All Dressed Up, and Everywhere to Go

Designer Tiffanie Peters and thespian Kristie Worthey

Trick Art Treat kicked off Thursday night with a VIP reception with Mayor Marilyn Strickland at the performance studio of Shakespeare in the Parking Lot. While a few partygoers read the Halloween dress code as fast-and-louche – strutting about in sexy black feathered gear, shimmery kimonos or clouds of cotton candy hair – curiously, the Shakespearean actors wore strictly plainclothes. (Or do street clothes qualify as costume for period actors?) Not to be outdone, local artists flashed extravagantly tattooed skin and moved through the crowd like peacocks strolling the aisles of a grocery store.

Mayor Marilyn Strickland, city councilman David Boe and Laura Fox

Mayor Strickland had enthusiastic words for Spaceworks Tacoma, now in its fifth month. “When you have a marriage of business and the arts, it’s a good thing,” she said. “This is a community project,” added Andy Fife, executive director of Shunpike, a sponsoring partner of Spaceworks with the Tacoma Arts Commission and Tacoma-Pierce County Chamber. “You yourselves have become a destination,” City of Tacoma Arts Administrator Amy McBride assured the artists present. Standing near the window under a clever cardboard tree stood a rotund and chipper little piñata man called Live by the Glue, Die by the Bat, by paper artist Cheryl Rux (Nichole Vandever created a piñata jack-o-lantern). We paid our respects to the Spaceworks avatar, then made our way out into the dark and gloomy night.

Spinning out of control at Chiffon
Tacoma Contemporary treasurer Katy Evans

Next door at 915 Pacific Ave., the DJ of the Damned was spinning at Tiffanie Peters‘ ode-to-the-’70s dress shop, Chiffon. We barely escaped the temptation of trying on one, then two, then ten of her slinky creations, and hurried across the street to where more artists were assembled, at the huge workspace at 1114 Pacific Ave. We caught filmmaker Isaac Olsen, director of the noir feature, Quiet Shoes, next to his interesting footage of a beaver. Michael Kaniecki‘s steadily unfurling India ink scroll-in-progress was at this juncture a marvelous 45’ long and still growing. Textile artist Meghan Lancaster displayed an array of fiber art that was mystifying in its soft, woven complexity. Photographer Josh Everson (who also had striking paintings on view) was busy snapping portraits of visitors in scary costumes.

Gamely manning a table of artists’ products was Jennifer Adams, owner of the wonderful indie boutique, fly. How we wish we could turn back the clock for Jennifer, whose shop is temporarily closed due to smoke damage from a fire next door. We sincerely hope this terrific artist-entrepreneur will be pushing full speed ahead again, in no time.
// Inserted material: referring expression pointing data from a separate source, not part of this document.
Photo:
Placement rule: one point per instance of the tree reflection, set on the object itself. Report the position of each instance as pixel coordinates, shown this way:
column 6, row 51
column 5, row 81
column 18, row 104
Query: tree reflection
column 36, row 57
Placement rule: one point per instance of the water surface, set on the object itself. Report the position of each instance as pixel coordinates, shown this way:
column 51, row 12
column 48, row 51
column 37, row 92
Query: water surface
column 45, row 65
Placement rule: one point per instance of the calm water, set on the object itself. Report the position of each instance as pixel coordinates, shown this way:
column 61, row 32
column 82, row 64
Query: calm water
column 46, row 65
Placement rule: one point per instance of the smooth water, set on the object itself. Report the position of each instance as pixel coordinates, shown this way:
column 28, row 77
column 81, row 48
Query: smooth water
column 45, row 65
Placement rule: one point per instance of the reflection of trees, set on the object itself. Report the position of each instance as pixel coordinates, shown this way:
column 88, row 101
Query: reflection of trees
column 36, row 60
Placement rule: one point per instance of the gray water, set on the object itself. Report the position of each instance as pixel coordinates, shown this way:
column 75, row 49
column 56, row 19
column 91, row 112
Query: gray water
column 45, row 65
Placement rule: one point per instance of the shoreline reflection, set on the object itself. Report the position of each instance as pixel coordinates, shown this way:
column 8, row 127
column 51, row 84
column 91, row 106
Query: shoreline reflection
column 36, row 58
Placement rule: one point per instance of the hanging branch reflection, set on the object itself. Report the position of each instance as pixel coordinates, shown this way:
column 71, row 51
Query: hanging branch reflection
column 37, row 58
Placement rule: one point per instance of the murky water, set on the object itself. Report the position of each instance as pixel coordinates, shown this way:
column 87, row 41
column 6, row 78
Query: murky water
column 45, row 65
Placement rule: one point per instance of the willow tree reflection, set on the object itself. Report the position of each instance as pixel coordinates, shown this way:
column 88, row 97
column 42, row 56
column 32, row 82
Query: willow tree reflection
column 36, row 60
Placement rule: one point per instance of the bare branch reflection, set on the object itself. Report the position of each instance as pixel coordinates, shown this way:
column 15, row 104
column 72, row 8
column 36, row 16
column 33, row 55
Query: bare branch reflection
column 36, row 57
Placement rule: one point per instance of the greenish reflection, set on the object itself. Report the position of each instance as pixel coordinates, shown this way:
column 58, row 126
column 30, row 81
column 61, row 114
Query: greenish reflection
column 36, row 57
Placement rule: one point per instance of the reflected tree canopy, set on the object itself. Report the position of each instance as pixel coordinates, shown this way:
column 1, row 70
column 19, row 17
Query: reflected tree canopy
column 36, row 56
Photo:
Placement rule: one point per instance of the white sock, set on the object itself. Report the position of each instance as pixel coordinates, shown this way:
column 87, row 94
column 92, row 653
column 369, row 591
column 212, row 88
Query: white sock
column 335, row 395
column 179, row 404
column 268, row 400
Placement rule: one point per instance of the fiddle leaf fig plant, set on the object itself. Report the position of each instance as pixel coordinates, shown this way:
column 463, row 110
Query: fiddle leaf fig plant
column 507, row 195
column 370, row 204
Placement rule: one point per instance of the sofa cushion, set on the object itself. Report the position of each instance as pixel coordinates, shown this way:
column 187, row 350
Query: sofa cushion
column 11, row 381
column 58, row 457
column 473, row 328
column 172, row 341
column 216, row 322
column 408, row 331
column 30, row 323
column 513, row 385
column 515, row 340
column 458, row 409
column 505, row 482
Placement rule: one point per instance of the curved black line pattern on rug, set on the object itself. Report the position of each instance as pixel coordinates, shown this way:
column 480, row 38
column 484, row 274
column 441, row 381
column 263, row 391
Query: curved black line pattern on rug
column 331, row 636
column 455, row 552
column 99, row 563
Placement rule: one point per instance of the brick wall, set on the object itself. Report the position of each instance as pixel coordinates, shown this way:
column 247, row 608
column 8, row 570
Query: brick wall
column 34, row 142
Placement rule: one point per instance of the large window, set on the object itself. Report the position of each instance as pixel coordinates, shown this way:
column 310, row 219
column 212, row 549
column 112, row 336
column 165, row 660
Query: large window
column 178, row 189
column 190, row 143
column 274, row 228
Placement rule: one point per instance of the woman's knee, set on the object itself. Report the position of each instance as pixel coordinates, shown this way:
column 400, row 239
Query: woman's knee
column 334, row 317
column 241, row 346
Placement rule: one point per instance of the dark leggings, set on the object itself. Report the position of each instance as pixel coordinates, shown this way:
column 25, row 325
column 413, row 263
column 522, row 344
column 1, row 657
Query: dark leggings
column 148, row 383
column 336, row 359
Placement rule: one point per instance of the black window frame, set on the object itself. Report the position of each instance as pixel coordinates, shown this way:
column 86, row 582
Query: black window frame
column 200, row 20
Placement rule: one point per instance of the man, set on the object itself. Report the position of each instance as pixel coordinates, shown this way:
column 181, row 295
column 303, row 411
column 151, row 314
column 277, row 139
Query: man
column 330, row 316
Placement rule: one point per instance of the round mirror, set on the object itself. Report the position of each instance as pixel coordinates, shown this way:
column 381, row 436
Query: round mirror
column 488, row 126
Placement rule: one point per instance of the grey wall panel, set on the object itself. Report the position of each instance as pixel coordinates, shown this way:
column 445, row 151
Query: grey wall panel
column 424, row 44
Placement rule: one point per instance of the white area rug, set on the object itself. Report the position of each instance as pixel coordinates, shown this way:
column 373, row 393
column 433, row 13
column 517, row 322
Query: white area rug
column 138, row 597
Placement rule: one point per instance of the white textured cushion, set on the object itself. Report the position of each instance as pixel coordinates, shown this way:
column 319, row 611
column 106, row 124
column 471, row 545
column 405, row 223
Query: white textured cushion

Isaac Olsen and the beaver
Arts administrator Amy McBride and artist Holly Senn
Michael Kaniecki and wife, Freddy

In the window at 950 Pacific Ave., Alyson Piskorowski‘s installation, featuring floor-to-ceiling columns wound with flowing streams of white paper, seemed to emit a light of its own.

At 11th & Commerce, the Woolworth windows offered interesting food for thought (some of it literal). Alexandra Opie‘s sharp, interactive video installation had pedestrians straining to see their own image projected back onto a still life image inside the huge display window. Around the corner, the intriguing collections – make that “obsessions” – of Craig Snyder, Ruth Tomlinson, Tania Kupczak and Jessica Bender were on display for all the world to see. Italian-born photographer Alice di Certo‘s photographs of quintessential American scenes made us do a double-take, for her keen repositioning of the familiar. And Kyle Dillehay‘s stunning inquiry into the quality of our food sources featuring mutated pods, honeycombs and blossoms – some with small, forged copper helmets, each one unique – fascinated us with their repulsive beauty.

Photographer and painter Josh Everson

At 910 Broadway, Scott Huette and Sisy Anderson have carved out a tranquil moment with their dimensional, woodland-inspired installation, Remembrances. Re-Present (908 Broadway) is Holly Senn‘s elegant paean to the Pantages Theater; the classical architectural details that inspired her are actually reflected in the exhibit’s window. A frightening web made of castoff material covers the windows of Barbara De Pirro‘s work, vortex plastica, an inquiry into the catastrophe of waste at 912 Broadway.

We started walking back to 913 Pacific Ave. to see if the piñata man, Live by the Glue, Die by the Bat, had made it through the night, but then we thought the better of it. No matter the occasion, we just didn’t want to see the little guy get smashed.